Finders Keepers, Theatre Review. Zoo, Edinburgh Festival 2016.

Liverpool Sound and Vision Rating * * * *

Cast: Jo Sargeant, Claire-Louise English.

When an abandoned baby comes into their lives, the daughter and father team that live inside the ruins of a junk yard are given a chance to nurture and care for something other than where life has treated them with disrespect and the cold shoulder of indifference by their fellow man.

The unexpected joy of the Edinburgh Fringe often comes along with the moral tale attached, the play that might not grab the attention from the rampant flyer-ing or the big name in which bums on the old seats are assured. However, much like a babe in arms gathering strength in an outpost on the furthest stages of the old town, is cared for by all who come across it, the smiles of content in its company, the satisfaction of knowing it has had concentration and thought poured into it; it is enough to know all this and believe that it will be successful.

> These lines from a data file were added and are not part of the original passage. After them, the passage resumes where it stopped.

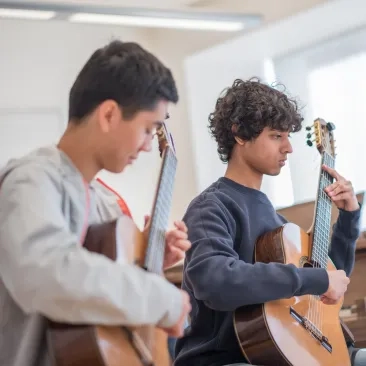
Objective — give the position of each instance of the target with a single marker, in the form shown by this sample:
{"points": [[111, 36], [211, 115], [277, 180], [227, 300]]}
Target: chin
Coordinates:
{"points": [[274, 173]]}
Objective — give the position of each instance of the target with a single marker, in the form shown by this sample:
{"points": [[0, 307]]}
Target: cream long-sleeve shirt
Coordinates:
{"points": [[46, 273]]}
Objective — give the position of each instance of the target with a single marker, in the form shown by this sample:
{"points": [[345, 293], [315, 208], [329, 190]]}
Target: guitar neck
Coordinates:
{"points": [[160, 213], [323, 216]]}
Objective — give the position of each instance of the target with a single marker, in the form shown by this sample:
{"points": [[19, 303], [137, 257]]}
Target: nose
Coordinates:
{"points": [[147, 144], [287, 148]]}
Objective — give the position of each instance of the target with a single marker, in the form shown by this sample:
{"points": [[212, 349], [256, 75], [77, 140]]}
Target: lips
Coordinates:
{"points": [[283, 162]]}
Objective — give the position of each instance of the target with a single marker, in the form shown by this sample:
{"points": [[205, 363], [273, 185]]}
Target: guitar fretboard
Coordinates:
{"points": [[323, 215], [160, 214]]}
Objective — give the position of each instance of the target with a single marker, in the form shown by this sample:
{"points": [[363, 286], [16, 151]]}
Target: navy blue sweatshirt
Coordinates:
{"points": [[224, 223]]}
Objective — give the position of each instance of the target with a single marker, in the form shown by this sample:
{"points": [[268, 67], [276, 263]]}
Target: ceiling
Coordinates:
{"points": [[269, 9]]}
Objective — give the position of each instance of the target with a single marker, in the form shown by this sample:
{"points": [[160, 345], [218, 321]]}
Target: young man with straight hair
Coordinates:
{"points": [[252, 123], [49, 197]]}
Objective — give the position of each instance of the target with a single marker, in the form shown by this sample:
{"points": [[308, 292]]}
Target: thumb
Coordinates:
{"points": [[146, 220]]}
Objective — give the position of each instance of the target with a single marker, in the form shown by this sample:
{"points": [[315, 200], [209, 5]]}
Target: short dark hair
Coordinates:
{"points": [[251, 106], [126, 73]]}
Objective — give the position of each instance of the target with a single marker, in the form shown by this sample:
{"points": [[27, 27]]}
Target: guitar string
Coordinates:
{"points": [[320, 244], [155, 252]]}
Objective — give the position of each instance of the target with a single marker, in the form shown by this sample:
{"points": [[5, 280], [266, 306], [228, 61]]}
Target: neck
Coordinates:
{"points": [[243, 174], [78, 148]]}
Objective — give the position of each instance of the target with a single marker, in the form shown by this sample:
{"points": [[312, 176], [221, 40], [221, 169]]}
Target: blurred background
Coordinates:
{"points": [[316, 48]]}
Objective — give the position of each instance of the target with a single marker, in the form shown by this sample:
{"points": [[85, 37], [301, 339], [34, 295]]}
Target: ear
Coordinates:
{"points": [[239, 140], [234, 130], [108, 115]]}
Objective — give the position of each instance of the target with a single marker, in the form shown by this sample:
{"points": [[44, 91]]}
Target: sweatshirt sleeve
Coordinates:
{"points": [[346, 231], [222, 281], [47, 271]]}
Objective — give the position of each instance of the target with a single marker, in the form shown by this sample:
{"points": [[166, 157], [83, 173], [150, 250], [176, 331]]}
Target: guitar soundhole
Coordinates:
{"points": [[306, 263], [312, 329]]}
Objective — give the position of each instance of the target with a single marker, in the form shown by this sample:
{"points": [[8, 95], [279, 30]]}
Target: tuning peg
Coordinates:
{"points": [[330, 126]]}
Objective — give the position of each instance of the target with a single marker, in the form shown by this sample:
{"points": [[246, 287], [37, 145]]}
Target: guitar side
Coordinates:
{"points": [[81, 345], [271, 333]]}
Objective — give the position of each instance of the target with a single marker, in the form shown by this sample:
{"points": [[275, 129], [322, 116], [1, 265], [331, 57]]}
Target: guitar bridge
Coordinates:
{"points": [[312, 329], [139, 347]]}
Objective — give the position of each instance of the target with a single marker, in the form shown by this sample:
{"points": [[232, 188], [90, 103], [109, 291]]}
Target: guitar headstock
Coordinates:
{"points": [[165, 139], [324, 136]]}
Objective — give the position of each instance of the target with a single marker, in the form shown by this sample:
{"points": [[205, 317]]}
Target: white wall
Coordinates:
{"points": [[208, 72], [39, 62]]}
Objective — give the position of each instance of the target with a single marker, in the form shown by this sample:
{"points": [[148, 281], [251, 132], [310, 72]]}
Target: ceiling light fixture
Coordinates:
{"points": [[157, 22], [26, 14], [77, 12]]}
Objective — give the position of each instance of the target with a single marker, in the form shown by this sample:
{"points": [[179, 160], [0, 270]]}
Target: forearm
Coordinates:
{"points": [[343, 244], [225, 284], [76, 286]]}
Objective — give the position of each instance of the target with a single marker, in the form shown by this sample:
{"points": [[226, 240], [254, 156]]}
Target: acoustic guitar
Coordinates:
{"points": [[86, 345], [299, 331]]}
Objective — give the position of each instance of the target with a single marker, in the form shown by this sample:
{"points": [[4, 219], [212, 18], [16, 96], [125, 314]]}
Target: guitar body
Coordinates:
{"points": [[272, 333], [81, 345]]}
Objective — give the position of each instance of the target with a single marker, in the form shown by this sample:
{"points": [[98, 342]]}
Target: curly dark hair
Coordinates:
{"points": [[251, 106]]}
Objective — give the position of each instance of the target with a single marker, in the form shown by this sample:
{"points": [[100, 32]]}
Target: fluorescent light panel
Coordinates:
{"points": [[26, 14], [157, 22]]}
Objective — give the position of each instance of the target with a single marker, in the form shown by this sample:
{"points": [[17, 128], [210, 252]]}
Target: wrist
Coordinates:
{"points": [[352, 206]]}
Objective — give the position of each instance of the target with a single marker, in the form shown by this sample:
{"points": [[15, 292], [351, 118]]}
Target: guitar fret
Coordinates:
{"points": [[156, 243], [322, 216]]}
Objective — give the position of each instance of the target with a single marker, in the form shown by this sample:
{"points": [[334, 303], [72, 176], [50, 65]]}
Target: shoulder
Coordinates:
{"points": [[36, 174]]}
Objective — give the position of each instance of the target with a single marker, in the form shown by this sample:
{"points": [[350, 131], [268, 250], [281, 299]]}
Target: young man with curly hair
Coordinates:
{"points": [[251, 124]]}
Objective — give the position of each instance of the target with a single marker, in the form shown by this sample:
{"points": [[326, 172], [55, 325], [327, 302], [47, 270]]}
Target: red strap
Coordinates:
{"points": [[122, 204]]}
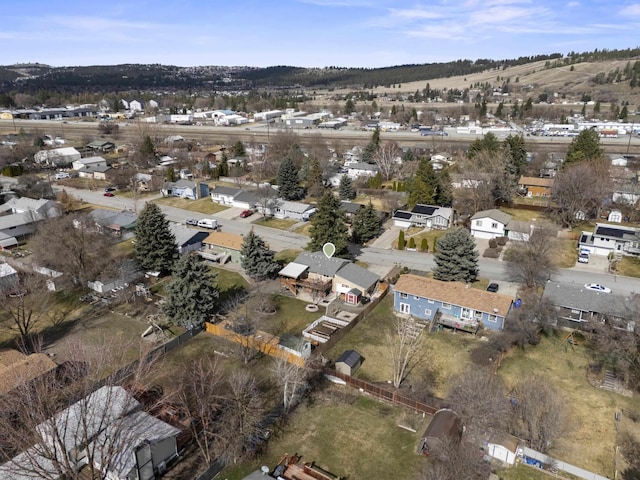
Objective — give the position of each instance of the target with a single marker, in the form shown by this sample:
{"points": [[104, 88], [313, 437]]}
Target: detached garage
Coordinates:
{"points": [[348, 362]]}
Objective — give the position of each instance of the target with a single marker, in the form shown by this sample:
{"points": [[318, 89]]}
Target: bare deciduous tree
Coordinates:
{"points": [[581, 189], [404, 344], [386, 158], [478, 396], [96, 425], [292, 380], [540, 416], [72, 245], [532, 262]]}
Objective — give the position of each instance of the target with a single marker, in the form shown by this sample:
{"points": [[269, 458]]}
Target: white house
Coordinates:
{"points": [[361, 169], [607, 238], [426, 216], [89, 162], [489, 224], [57, 156]]}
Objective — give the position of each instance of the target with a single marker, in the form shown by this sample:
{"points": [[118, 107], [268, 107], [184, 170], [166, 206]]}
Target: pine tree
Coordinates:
{"points": [[288, 179], [257, 260], [328, 225], [346, 188], [456, 258], [155, 248], [192, 294], [366, 225], [586, 146], [422, 188]]}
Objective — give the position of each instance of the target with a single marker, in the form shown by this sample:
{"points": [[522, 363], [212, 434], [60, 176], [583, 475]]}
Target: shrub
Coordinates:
{"points": [[401, 242], [491, 253]]}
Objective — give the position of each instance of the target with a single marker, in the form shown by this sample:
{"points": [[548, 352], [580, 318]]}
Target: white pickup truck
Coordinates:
{"points": [[209, 223]]}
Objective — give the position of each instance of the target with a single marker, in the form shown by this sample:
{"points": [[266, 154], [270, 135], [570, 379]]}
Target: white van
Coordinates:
{"points": [[208, 223]]}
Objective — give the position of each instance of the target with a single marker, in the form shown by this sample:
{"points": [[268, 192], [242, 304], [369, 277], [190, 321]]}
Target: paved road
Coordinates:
{"points": [[281, 240]]}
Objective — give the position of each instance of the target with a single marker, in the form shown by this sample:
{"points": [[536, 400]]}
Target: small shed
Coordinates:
{"points": [[445, 425], [348, 362]]}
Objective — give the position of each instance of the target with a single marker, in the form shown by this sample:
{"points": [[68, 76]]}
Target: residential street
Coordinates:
{"points": [[281, 240]]}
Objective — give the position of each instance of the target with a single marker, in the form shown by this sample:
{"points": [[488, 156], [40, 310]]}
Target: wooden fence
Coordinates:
{"points": [[384, 394], [261, 341]]}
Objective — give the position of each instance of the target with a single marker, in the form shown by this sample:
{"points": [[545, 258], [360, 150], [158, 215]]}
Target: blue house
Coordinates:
{"points": [[452, 304]]}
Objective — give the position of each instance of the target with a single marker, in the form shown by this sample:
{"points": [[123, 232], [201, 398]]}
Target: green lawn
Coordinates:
{"points": [[290, 317], [280, 224], [629, 266], [203, 205], [358, 440]]}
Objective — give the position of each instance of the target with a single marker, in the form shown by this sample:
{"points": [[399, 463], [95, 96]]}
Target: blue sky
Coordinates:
{"points": [[308, 33]]}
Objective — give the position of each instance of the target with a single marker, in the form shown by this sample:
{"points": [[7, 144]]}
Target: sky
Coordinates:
{"points": [[308, 33]]}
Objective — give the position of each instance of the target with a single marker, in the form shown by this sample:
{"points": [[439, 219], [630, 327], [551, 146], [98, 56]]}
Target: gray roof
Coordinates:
{"points": [[222, 190], [349, 357], [518, 226], [577, 297], [493, 214], [320, 264], [360, 276]]}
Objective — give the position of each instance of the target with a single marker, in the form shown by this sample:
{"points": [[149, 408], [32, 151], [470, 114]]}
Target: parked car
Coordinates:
{"points": [[597, 287], [583, 258], [208, 223]]}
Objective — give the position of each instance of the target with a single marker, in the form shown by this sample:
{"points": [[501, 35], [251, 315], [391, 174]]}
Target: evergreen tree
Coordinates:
{"points": [[422, 188], [315, 180], [328, 225], [586, 146], [288, 179], [155, 248], [456, 258], [346, 188], [515, 147], [223, 167], [366, 225], [257, 260], [192, 294], [238, 149]]}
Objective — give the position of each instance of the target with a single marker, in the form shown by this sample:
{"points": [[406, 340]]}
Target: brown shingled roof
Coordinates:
{"points": [[224, 239], [455, 293]]}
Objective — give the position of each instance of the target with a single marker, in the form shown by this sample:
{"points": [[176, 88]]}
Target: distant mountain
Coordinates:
{"points": [[30, 78]]}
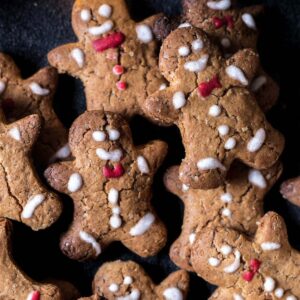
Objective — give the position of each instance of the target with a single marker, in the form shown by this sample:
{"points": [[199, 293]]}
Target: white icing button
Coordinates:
{"points": [[235, 265], [214, 111], [31, 206], [230, 144], [257, 83], [173, 293], [184, 51], [85, 15], [226, 198], [78, 55], [197, 65], [249, 21], [144, 33], [257, 141], [143, 165], [99, 136], [179, 100], [128, 280], [213, 261], [113, 196], [210, 163], [270, 246], [105, 11], [38, 90], [104, 28], [197, 45], [90, 240], [219, 5], [223, 130], [256, 178], [237, 74], [142, 225], [269, 285], [15, 133]]}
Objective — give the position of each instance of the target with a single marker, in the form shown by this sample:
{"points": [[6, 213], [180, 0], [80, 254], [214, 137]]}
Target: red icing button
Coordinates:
{"points": [[206, 88], [111, 41], [114, 172]]}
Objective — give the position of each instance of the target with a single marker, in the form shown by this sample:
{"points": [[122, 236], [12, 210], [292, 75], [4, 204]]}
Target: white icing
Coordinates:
{"points": [[213, 261], [143, 165], [269, 285], [197, 45], [105, 11], [128, 280], [226, 250], [257, 83], [90, 240], [142, 225], [197, 65], [236, 263], [113, 196], [144, 33], [270, 246], [31, 205], [113, 287], [179, 100], [78, 55], [38, 90], [99, 136], [236, 74], [85, 15], [249, 20], [223, 130], [214, 111], [15, 133], [257, 179], [104, 28], [173, 293], [75, 182], [114, 155], [184, 51], [219, 5], [210, 163], [257, 141], [226, 198]]}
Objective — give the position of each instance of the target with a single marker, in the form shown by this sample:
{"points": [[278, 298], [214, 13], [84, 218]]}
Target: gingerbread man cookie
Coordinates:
{"points": [[208, 100], [238, 204], [15, 285], [21, 97], [266, 267], [115, 58], [110, 183], [128, 281], [23, 197]]}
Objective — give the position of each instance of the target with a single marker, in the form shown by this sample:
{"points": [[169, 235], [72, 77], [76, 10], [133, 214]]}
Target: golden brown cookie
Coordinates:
{"points": [[22, 97], [110, 183], [266, 267], [22, 195], [115, 58], [238, 204], [128, 281], [208, 99], [15, 285]]}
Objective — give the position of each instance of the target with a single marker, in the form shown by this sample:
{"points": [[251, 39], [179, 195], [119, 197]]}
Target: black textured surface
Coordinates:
{"points": [[29, 29]]}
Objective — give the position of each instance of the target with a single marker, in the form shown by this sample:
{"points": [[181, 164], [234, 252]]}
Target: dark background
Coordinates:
{"points": [[29, 29]]}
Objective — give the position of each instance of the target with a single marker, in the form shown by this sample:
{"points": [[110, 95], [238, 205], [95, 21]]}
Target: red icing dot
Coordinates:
{"points": [[206, 88], [114, 172], [111, 41], [121, 85], [118, 70]]}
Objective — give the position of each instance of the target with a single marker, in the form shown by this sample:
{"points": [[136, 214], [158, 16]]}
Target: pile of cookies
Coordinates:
{"points": [[208, 81]]}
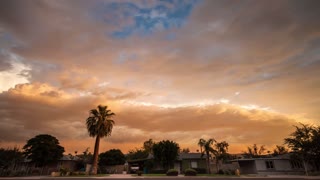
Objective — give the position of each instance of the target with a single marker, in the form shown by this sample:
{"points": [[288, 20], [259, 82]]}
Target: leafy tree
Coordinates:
{"points": [[255, 151], [206, 148], [137, 154], [43, 149], [279, 150], [10, 157], [305, 143], [112, 157], [185, 150], [99, 125], [148, 145], [166, 152]]}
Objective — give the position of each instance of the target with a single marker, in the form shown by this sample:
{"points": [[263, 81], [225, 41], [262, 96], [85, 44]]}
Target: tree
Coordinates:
{"points": [[255, 151], [221, 152], [137, 154], [43, 149], [185, 150], [99, 125], [112, 157], [148, 145], [166, 152], [280, 150], [305, 143], [206, 148]]}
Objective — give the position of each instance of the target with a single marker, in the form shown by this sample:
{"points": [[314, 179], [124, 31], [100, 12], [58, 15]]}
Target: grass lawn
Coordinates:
{"points": [[150, 175], [223, 175], [84, 175]]}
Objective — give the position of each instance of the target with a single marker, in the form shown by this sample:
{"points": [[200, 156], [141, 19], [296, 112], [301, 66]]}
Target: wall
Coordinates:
{"points": [[247, 167]]}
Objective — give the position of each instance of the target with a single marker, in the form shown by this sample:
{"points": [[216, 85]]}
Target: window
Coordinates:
{"points": [[194, 164], [296, 165], [269, 165]]}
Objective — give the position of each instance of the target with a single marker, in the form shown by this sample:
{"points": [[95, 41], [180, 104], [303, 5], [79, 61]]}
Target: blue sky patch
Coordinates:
{"points": [[130, 19]]}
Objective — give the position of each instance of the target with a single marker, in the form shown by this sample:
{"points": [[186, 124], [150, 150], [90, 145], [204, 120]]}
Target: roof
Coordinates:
{"points": [[279, 157], [190, 156], [69, 157]]}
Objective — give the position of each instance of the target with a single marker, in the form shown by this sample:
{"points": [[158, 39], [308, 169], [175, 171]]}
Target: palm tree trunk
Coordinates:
{"points": [[208, 164], [305, 167], [94, 167]]}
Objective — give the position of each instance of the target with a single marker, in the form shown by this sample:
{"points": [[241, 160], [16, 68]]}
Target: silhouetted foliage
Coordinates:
{"points": [[279, 150], [148, 146], [166, 152], [190, 172], [172, 172], [43, 149], [185, 150], [206, 148], [112, 157], [255, 151], [137, 154], [99, 125], [305, 143]]}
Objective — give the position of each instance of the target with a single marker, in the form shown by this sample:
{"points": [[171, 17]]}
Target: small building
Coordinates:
{"points": [[183, 162], [282, 164], [191, 160]]}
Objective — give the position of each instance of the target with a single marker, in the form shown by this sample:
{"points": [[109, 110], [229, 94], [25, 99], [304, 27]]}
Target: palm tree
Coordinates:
{"points": [[99, 125], [221, 152], [206, 147]]}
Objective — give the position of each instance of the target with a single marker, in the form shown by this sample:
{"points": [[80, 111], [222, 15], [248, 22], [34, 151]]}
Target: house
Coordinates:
{"points": [[191, 160], [68, 162], [183, 162], [281, 164]]}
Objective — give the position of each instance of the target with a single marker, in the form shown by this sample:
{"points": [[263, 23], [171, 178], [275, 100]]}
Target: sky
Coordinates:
{"points": [[242, 71]]}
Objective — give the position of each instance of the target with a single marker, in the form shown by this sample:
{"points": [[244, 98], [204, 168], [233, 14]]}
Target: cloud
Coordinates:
{"points": [[37, 108], [267, 50]]}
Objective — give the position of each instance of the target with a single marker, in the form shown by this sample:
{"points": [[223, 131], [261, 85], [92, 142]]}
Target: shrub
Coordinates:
{"points": [[220, 171], [63, 171], [200, 170], [139, 173], [158, 171], [190, 172], [229, 172], [172, 172]]}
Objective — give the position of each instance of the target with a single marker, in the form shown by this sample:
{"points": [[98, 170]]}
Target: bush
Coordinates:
{"points": [[229, 172], [63, 171], [139, 173], [172, 172], [190, 172], [200, 170], [158, 171], [220, 171]]}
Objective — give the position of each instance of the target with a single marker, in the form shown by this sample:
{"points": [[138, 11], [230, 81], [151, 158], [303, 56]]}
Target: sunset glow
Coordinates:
{"points": [[239, 71]]}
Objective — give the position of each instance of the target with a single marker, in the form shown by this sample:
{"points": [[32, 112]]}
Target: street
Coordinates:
{"points": [[161, 178]]}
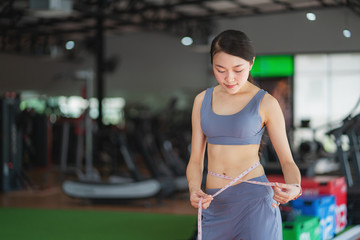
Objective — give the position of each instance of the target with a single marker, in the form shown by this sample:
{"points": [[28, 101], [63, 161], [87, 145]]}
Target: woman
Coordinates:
{"points": [[230, 119]]}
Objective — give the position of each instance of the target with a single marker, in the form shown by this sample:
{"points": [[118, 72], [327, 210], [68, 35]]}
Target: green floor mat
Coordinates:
{"points": [[41, 224]]}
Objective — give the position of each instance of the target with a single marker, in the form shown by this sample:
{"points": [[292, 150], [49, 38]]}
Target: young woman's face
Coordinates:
{"points": [[230, 71]]}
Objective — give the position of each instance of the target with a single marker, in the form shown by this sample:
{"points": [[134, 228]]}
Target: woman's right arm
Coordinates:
{"points": [[196, 163]]}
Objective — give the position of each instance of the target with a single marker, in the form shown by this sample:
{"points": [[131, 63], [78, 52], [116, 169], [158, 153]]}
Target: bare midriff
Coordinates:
{"points": [[231, 161]]}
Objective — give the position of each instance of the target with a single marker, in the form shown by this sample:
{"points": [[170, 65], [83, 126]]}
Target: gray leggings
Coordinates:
{"points": [[242, 212]]}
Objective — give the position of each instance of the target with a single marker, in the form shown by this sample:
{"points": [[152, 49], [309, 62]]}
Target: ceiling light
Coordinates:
{"points": [[347, 33], [311, 16], [69, 45], [186, 41]]}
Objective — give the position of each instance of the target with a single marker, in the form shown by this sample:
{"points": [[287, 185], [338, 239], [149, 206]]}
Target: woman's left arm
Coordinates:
{"points": [[275, 125]]}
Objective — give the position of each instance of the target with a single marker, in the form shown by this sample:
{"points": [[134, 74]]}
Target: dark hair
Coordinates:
{"points": [[235, 43]]}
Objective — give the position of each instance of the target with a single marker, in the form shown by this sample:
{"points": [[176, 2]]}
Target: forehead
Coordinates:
{"points": [[222, 58]]}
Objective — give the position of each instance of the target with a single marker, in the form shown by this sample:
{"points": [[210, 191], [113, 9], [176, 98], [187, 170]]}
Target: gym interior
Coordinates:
{"points": [[95, 112]]}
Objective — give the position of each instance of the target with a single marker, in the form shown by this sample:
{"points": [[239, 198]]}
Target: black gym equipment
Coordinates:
{"points": [[90, 185], [10, 148]]}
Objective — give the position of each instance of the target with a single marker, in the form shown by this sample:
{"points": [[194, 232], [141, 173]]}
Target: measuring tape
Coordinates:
{"points": [[234, 180]]}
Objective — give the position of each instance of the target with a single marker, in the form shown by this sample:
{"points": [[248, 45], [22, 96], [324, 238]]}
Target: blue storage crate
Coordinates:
{"points": [[322, 206]]}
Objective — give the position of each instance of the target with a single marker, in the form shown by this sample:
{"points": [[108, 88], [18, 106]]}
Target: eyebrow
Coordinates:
{"points": [[233, 66]]}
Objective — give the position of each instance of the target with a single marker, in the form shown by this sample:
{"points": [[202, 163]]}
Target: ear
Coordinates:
{"points": [[252, 63]]}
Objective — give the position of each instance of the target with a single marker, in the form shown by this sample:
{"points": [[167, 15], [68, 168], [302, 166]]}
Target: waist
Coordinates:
{"points": [[231, 172], [244, 191]]}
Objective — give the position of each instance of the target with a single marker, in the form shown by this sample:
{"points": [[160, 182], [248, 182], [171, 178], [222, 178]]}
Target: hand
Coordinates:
{"points": [[284, 193], [195, 198]]}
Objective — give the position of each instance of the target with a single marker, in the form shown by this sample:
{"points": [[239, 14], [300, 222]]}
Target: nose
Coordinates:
{"points": [[229, 77]]}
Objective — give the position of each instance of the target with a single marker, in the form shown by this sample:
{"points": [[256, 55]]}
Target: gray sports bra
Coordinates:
{"points": [[241, 128]]}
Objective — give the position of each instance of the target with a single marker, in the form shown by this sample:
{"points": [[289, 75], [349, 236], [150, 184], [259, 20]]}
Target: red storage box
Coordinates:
{"points": [[325, 185]]}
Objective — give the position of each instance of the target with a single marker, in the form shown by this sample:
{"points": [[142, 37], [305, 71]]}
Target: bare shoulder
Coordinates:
{"points": [[199, 98], [269, 103]]}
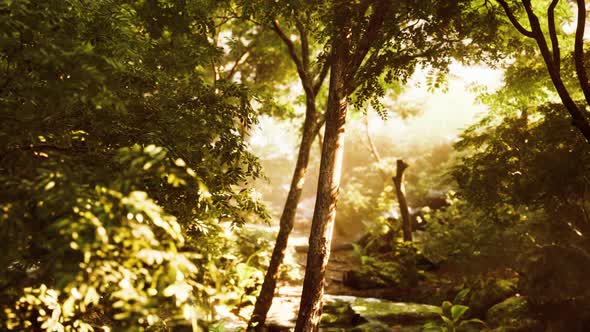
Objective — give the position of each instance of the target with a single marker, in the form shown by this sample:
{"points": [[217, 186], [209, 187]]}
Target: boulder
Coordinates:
{"points": [[491, 292], [514, 315], [357, 311]]}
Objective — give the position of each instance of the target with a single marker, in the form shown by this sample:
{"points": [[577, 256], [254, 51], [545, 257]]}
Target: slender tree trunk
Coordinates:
{"points": [[325, 208], [373, 148], [400, 191], [264, 300]]}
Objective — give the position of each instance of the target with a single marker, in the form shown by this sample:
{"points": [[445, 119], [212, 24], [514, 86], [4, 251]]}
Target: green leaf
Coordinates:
{"points": [[457, 311]]}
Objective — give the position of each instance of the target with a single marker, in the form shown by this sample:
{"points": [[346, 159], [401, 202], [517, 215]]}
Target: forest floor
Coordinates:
{"points": [[283, 311]]}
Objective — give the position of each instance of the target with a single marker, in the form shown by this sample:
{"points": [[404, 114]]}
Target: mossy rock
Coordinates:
{"points": [[490, 293], [513, 314], [340, 313], [394, 312], [371, 327], [348, 311]]}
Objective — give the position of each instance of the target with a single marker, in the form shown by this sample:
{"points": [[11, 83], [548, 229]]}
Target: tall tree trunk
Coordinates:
{"points": [[325, 208], [400, 191], [264, 300]]}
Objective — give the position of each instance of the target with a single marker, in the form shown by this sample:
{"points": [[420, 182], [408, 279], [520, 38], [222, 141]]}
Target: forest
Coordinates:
{"points": [[295, 165]]}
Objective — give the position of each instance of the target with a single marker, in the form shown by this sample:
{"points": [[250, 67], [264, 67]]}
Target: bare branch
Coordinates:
{"points": [[514, 21], [579, 51], [553, 33]]}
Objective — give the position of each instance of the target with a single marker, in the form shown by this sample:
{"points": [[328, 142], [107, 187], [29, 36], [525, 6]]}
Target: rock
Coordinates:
{"points": [[372, 310], [395, 312], [514, 315], [488, 294], [371, 327], [362, 280], [340, 313]]}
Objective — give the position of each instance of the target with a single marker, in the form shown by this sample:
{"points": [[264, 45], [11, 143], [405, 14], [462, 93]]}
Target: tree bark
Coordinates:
{"points": [[552, 57], [325, 208], [400, 191], [264, 300], [311, 127]]}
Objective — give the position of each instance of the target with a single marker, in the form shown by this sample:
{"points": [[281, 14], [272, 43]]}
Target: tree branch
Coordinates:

Hot Coals Theatre’s Finders Keepers is one such production on during the Edinburgh Fringe in which the early morning dust in the eyes will be firmly dislodged and left to fester on the streets under the careful watch of Arthur’s Seat, so shaken by the innate beauty that the show offers, the splendour in the ruff outer shell, that those that catch Jo Sargeant and Claire-Louise English as they rummage through fly encrusted porridge and the hording of paper, will be left in no doubt just what Edinburgh offers during its summer. A chance to be in the company of salvation, of being in a place where everything can be cared for and like an abandoned child, left in the hands of two seemingly dirty tramps eking out a living on the edge of an abyss, the play is the weapon that will capture the heart of those that look it in the eye.

Finders Keepers might mean an early start but it is one that is worth it, a play that breaks convention, that was devised for those with hearing issues but one in which the character of it is so well developed, it simply needs no words, except those of praise.